Aquí no parece llover mucho, aunque las nubes, a veces, parecen incubar un torrencial de aguas y ojalá seamos testigos del espectáculo siempre maravilloso de un aguacero que estimule nuestros recuerdos y despierte nuestra nostalgia.
Al ser domingo, la casa está vacía y silenciosa como es frecuente, un silencio interrumpido por el trinar de avecillas de mil colores que se apropian de los espacios y se desplazan alegres con sus aires de eterna celebración.
Estos ámbitos son buenos para la meditación, para encontrarnos con nosotros mismos y auscultar nuestras interioridades. Para examinar el discurrir de nuestra existencia. Solo que es preciso hacer conciencia del dolor y la tristeza propios y ajenos siempre presentes y que no todo, de manera alguna, puede ser alegría.
Porque la vida pasa y nosotros con ella. Por eso, me hablo a mí mismo cuando pienso en la distante República y de la satisfacción de que por primera vez en tantas décadas hay gente de verdad ocupada y preocupada por el destino común, diferente a aquellos cuyo paso por el poder dejó tantas malquerencias y heridas, tantas necesidades insatisfechas, tantas amarguras y sufrimientos.

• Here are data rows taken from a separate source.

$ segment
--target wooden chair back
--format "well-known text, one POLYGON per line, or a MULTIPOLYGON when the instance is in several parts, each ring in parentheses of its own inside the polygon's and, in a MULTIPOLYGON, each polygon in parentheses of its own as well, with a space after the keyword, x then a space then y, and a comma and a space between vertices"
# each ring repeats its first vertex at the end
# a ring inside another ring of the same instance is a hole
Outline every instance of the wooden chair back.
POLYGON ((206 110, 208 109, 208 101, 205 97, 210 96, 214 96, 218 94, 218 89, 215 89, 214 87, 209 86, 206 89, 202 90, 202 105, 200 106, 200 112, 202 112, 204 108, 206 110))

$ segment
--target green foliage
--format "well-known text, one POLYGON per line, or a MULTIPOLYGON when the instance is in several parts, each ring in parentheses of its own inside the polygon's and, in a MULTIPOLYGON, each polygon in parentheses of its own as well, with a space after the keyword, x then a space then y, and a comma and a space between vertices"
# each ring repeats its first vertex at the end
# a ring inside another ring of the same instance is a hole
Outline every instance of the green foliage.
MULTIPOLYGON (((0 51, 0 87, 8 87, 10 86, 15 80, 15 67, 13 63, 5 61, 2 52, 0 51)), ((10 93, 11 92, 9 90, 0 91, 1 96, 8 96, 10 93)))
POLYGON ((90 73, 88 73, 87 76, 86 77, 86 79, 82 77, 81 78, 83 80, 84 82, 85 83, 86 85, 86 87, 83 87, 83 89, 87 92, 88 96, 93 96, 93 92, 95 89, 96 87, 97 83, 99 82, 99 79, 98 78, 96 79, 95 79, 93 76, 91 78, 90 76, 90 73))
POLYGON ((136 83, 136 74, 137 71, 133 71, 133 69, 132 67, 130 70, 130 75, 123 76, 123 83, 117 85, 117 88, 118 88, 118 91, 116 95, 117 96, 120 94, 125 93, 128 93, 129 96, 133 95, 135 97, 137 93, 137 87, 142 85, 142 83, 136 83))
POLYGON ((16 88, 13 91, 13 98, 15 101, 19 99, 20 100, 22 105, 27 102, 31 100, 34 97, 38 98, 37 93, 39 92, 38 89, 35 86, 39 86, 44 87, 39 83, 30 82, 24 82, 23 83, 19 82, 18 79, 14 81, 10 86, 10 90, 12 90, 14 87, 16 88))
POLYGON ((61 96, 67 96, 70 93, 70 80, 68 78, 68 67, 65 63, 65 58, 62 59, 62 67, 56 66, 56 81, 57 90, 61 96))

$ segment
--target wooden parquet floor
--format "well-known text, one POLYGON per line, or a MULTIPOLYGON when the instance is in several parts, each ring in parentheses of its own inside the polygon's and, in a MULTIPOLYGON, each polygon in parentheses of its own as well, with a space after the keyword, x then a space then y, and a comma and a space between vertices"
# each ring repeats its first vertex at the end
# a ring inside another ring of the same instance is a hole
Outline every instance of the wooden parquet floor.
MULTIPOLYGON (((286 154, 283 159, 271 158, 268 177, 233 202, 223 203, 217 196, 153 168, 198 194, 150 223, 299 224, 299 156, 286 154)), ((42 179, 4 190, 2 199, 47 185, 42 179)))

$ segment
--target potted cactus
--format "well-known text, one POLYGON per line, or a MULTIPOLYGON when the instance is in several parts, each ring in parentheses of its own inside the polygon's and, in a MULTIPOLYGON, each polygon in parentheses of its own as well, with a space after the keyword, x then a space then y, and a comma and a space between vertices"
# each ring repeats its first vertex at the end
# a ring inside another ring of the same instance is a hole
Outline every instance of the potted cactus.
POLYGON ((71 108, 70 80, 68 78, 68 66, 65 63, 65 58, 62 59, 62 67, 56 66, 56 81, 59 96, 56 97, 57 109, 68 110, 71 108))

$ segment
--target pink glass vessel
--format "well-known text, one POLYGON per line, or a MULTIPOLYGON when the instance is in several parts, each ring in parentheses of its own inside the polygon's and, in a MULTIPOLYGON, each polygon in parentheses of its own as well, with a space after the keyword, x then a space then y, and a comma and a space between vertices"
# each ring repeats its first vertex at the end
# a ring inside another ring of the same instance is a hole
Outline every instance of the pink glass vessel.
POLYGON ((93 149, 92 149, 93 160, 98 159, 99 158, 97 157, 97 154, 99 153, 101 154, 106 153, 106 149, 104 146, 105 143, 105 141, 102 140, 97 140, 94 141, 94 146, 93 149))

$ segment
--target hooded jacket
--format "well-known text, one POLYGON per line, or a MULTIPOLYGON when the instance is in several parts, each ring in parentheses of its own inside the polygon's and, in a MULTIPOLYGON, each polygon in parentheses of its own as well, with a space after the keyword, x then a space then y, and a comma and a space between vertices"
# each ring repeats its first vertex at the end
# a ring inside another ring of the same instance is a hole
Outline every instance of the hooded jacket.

Amigos y conocidos me llaman y me cuentan. Ayer mismo, al despertar encontré decenas de llamadas que fui revisando con sentimientos encontrados. Muchos se aproximan con aire dubitativo y me hablan de situaciones penosas en sus propias vidas que nos amargan y entristecen. La realidad no da pie a la holgura y eso puede ser un poco desolador. Se hace cuanto se puede.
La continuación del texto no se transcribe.